Bad Buzz: Metronidazole (Flagyl) and Alcohol


Metronidazole is a common antibiotic often sold under the brand name Flagyl. It’s also available as a generic drug. It’s most commonly prescribed as an oral tablet, and it also comes as a vaginal suppository and a topical cream. It is widely used for a variety of bacterial infections.

It’s also no myth that you shouldn’t combine it with alcohol.

Safety concerns with alcohol

Alcohol and Pills

On its own, metronidazole can cause the following side effects:

  • diarrhea
  • discolored urine
  • tingling hands and feet
  • dry mouth

These can be unpleasant, but drinking alcohol within three days of taking metronidazole can cause additional unwanted effects, too. The most common is face flushing (warmth and redness), but other possible effects include:

  • abdominal pain
  • cramps
  • nausea and vomiting
  • headaches

Further, mixing metronidazole with alcohol can cause severe side effects. These include a sudden drop in blood pressure, rapid heart rate, and liver damage.

About metronidazole and sticking with treatment


Metronidazole can treat certain infections caused by bacteria. These include bacterial infections of your:

  • skin
  • vagina
  • reproductive system
  • gastrointestinal system

You usually take this drug up to three times per day for 10 days, depending on the type of infection.

Antibiotics only treat infections caused by bacteria. They don’t work for other types of infections, such as viral or fungal infections.
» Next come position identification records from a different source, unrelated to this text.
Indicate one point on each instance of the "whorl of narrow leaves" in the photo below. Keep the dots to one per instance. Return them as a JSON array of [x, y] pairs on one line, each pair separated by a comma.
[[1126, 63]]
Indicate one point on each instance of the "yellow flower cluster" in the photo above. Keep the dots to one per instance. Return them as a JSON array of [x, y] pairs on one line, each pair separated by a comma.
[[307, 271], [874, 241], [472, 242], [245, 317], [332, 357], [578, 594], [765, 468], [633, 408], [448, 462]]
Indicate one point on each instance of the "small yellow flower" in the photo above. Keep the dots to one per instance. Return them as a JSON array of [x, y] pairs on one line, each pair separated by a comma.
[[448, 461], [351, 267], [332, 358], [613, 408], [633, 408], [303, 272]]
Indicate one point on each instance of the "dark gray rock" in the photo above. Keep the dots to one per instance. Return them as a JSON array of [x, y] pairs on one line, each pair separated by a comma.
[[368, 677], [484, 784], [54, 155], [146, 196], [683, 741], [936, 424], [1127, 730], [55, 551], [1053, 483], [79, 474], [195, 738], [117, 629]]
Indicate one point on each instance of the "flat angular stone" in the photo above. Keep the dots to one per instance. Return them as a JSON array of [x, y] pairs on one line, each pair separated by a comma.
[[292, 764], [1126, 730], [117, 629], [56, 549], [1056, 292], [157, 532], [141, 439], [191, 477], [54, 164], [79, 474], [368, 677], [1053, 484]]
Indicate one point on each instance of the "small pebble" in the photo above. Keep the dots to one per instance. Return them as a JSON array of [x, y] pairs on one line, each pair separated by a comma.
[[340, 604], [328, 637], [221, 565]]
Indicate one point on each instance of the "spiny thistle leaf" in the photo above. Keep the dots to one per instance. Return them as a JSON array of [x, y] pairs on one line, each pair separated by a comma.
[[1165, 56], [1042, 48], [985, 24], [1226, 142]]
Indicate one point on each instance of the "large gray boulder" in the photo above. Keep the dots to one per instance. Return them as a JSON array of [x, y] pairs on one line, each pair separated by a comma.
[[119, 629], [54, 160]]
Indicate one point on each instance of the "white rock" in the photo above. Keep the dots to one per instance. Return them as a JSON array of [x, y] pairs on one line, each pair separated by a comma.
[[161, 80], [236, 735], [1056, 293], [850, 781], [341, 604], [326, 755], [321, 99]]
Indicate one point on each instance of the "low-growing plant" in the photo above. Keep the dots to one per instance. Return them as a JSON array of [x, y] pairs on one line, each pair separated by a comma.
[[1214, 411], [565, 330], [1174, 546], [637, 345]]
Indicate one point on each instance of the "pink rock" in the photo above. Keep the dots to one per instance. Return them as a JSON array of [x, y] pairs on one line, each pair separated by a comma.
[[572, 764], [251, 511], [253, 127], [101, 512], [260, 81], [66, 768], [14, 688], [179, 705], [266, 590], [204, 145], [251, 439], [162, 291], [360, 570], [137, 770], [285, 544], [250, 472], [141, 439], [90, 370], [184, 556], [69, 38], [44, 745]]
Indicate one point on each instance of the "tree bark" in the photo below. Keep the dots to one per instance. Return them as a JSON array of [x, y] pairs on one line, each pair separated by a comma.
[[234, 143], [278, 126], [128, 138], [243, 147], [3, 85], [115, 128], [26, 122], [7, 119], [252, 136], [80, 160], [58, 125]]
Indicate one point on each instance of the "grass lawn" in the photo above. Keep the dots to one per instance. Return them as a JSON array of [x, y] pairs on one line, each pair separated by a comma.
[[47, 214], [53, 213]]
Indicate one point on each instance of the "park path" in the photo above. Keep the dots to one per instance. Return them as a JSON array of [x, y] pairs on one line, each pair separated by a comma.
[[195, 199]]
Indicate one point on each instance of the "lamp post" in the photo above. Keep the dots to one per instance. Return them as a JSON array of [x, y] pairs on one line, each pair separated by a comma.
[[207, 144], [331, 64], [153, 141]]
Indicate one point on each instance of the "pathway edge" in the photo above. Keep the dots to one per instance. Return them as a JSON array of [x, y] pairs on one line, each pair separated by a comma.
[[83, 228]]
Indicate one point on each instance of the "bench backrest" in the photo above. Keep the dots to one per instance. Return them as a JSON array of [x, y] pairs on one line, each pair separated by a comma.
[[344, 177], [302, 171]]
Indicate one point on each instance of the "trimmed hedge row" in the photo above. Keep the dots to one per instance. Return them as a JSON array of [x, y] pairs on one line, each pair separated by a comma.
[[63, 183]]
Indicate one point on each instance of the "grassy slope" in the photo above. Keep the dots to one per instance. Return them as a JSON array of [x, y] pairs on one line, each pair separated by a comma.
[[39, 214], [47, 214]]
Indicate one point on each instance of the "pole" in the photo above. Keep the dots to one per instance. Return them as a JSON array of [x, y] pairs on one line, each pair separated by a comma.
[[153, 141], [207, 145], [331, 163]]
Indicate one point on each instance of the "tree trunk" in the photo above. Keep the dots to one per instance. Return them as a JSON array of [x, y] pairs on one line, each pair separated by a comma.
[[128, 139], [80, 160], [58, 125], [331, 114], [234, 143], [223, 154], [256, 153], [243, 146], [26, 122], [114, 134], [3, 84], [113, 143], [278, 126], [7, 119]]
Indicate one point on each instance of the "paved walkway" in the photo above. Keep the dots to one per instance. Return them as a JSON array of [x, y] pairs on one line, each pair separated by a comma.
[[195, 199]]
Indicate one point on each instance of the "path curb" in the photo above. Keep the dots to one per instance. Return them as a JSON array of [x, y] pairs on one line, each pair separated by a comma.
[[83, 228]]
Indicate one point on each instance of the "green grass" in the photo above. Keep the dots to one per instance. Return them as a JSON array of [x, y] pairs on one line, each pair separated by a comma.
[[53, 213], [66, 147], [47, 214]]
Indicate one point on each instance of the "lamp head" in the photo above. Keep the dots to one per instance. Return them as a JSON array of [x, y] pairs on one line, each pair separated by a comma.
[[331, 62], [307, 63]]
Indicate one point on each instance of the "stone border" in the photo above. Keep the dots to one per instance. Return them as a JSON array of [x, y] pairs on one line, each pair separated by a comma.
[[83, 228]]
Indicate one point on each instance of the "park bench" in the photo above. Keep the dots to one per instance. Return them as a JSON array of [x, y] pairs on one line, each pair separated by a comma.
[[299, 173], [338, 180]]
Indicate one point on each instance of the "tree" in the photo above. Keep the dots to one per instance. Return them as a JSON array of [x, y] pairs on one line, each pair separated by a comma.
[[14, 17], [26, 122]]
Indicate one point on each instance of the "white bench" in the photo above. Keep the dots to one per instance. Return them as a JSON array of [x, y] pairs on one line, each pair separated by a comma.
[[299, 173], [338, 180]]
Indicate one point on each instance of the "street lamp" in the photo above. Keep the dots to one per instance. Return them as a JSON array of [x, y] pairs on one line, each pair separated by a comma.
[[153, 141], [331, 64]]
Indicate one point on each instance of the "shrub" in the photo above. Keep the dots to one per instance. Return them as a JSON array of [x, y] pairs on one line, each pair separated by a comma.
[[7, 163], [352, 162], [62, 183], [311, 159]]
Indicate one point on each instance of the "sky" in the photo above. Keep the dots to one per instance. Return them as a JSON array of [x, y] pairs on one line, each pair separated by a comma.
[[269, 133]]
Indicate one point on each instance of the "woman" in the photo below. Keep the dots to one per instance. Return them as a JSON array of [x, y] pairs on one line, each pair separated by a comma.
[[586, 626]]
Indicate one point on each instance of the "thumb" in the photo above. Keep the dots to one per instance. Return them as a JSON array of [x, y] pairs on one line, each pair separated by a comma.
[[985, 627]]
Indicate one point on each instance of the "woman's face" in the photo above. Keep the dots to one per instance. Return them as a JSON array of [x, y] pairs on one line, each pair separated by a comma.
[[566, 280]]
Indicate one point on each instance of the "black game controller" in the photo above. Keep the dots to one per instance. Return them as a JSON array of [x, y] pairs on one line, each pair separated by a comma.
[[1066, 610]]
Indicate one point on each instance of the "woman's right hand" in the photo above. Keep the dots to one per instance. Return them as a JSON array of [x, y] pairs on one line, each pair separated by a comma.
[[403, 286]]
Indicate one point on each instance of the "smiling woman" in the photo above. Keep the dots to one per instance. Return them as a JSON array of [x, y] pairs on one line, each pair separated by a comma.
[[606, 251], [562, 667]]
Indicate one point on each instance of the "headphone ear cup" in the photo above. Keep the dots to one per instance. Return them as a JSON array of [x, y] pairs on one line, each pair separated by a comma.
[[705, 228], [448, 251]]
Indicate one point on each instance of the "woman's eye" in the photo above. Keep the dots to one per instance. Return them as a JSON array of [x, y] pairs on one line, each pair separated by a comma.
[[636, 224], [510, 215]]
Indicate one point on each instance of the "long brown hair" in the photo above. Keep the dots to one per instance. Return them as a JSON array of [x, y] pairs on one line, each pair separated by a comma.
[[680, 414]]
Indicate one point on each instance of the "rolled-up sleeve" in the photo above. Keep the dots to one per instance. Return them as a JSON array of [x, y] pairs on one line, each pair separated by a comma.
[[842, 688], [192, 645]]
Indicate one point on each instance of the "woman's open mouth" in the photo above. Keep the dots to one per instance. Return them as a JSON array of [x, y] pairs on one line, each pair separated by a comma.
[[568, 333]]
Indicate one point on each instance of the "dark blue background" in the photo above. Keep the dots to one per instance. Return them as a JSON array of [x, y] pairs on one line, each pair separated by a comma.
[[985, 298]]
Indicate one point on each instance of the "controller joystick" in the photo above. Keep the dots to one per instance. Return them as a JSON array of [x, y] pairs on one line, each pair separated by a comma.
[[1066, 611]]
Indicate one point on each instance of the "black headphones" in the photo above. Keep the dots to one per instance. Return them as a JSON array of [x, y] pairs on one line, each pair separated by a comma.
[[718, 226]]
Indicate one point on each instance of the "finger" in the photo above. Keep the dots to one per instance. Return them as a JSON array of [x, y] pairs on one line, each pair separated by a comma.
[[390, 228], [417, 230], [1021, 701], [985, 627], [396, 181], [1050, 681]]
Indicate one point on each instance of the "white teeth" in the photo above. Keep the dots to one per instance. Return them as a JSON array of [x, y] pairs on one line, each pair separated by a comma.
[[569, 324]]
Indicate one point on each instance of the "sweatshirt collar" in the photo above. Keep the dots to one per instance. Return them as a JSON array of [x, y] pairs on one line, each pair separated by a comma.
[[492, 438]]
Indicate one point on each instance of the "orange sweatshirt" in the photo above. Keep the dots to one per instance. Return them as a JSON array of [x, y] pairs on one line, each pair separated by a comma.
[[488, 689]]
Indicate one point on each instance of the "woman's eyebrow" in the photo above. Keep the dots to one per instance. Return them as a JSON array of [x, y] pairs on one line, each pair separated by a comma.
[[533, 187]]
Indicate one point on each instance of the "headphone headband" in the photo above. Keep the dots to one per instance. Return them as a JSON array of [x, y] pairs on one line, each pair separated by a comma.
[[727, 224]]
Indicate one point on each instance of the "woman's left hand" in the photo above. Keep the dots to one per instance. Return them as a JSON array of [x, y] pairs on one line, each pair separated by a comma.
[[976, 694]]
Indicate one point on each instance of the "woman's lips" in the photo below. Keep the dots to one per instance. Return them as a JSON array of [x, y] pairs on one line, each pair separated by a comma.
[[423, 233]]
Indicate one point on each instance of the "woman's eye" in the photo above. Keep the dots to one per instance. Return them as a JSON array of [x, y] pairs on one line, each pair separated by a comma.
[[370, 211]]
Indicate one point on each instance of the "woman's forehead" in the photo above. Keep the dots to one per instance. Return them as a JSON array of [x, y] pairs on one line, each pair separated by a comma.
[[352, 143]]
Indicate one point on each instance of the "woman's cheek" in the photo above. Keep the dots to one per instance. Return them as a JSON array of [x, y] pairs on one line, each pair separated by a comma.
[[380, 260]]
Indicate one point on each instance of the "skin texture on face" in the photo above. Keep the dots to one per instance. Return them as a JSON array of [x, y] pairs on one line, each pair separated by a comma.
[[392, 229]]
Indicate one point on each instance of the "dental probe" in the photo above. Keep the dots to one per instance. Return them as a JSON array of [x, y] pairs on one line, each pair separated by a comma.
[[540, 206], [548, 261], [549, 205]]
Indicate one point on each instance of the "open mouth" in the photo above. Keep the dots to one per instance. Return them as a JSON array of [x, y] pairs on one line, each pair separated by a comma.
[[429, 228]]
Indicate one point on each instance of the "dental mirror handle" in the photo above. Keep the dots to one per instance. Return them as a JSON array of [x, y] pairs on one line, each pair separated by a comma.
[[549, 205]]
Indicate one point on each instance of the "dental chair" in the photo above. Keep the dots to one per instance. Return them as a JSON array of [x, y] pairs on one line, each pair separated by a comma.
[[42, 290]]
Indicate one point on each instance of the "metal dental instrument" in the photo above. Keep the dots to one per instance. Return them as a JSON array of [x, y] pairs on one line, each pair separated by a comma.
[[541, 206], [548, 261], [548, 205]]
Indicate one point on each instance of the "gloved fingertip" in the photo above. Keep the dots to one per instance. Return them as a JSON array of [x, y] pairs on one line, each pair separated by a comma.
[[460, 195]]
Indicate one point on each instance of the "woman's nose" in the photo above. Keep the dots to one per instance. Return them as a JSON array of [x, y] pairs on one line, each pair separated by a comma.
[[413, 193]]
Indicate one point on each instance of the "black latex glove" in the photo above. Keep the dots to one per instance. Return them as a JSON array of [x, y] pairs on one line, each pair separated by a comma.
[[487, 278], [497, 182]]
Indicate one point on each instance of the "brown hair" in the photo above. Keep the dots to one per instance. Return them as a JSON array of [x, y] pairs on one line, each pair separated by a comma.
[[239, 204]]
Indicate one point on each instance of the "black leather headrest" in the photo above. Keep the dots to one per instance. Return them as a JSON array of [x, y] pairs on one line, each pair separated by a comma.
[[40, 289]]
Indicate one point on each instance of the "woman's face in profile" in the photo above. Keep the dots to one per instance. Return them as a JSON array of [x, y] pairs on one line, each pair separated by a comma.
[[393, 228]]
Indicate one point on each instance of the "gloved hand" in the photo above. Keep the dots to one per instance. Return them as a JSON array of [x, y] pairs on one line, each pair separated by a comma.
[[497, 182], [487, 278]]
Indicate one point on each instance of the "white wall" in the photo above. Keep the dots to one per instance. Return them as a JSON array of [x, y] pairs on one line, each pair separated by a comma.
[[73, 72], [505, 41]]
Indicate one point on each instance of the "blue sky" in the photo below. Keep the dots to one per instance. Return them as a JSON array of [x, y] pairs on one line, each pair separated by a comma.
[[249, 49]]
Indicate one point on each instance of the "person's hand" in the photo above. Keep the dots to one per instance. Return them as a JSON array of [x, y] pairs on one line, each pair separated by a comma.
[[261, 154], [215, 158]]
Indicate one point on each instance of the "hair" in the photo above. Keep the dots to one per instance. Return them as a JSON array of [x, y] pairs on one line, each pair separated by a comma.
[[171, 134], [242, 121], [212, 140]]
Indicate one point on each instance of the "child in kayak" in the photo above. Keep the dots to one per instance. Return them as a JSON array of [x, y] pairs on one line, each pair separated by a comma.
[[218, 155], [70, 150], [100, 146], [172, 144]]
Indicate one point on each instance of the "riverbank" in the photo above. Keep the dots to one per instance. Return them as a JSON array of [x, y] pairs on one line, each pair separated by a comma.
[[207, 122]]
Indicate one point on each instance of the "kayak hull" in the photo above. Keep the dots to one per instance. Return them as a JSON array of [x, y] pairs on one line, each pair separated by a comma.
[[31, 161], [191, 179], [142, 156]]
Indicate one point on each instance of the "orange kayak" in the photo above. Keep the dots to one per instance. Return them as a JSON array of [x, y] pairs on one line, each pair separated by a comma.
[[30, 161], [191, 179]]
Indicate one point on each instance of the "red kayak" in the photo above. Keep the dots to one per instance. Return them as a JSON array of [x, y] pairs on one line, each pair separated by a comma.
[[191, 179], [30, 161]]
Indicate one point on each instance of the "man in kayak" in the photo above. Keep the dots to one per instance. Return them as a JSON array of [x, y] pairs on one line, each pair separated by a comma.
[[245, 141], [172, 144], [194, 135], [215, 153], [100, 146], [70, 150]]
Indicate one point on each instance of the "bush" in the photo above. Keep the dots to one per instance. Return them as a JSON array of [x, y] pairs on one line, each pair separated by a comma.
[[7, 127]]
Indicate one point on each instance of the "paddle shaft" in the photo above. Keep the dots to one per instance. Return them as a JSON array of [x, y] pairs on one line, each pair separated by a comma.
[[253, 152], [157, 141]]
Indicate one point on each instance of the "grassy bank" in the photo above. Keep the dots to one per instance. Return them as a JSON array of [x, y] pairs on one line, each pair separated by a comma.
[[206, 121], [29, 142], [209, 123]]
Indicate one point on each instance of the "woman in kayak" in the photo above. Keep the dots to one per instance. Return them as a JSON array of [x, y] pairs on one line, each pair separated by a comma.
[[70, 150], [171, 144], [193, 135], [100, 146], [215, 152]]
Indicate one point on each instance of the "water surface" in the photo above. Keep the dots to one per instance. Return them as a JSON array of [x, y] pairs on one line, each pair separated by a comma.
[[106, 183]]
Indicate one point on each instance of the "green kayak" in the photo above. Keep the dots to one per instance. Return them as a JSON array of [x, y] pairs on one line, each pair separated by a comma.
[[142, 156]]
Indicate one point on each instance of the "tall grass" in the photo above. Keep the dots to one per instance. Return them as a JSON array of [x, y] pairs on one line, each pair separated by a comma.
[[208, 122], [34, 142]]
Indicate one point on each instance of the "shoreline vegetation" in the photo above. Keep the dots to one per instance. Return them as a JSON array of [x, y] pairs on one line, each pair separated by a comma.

People taking antibiotics sometimes feel better before they’ve taken all of their medication. It is important to take all of your antibiotics, unless your doctor tells you otherwise. Not finishing your antibiotic medication as directed can contribute to bacterial resistance and make the drug less effective. For this reason, you also shouldn’t stop taking this antibiotic early so that you can drink.

Other considerations for using this drug safely


To stay safe, you should also make sure your doctor knows about all of the medications you take, including over-the-counter and prescription drugs, vitamins, and herbal supplements. You should also tell your doctor if you’re pregnant or thinking about becoming pregnant.

Besides alcohol, there are other items to consider if you use metronidazole:

Use of blood thinners: Metronidazole can increase the effectiveness of blood thinners such as warfarin. This can increase your risk of abnormal bleeding. If you take a blood thinner, your doctor may need to decrease its dose while you take this drug.

Existing kidney or liver disease: Metronidazole can be hard on your kidneys and liver. Taking it while you have kidney or liver disease can make these diseases even worse. Your doctor may need to limit your dose or give you a different drug.

Existing Crohn’s disease: Taking metronidazole can complicate Crohn’s disease. If you have Crohn’s disease, your doctor may adjust your dose of metronidazole or prescribe a different drug.

Sun exposure: Taking metronidazole can make your skin especially sensitive to the sun. Make sure to limit sun exposure while you take this drug. You can do this by wearing hats, sunscreen, and long-sleeved clothing when you go outside.

Doctor’s advice


It is best to avoid alcohol while taking metronidazole. Alcohol can cause reactions in addition to the regular side effects of this drug. Some of these reactions can be severe. The typical length of treatment with this drug is only 10 days, and it’s best to wait at least three more days after your last dose before reaching for a drink. In the scheme of things, this treatment is short. Waiting it out before drinking could save you a good deal of trouble.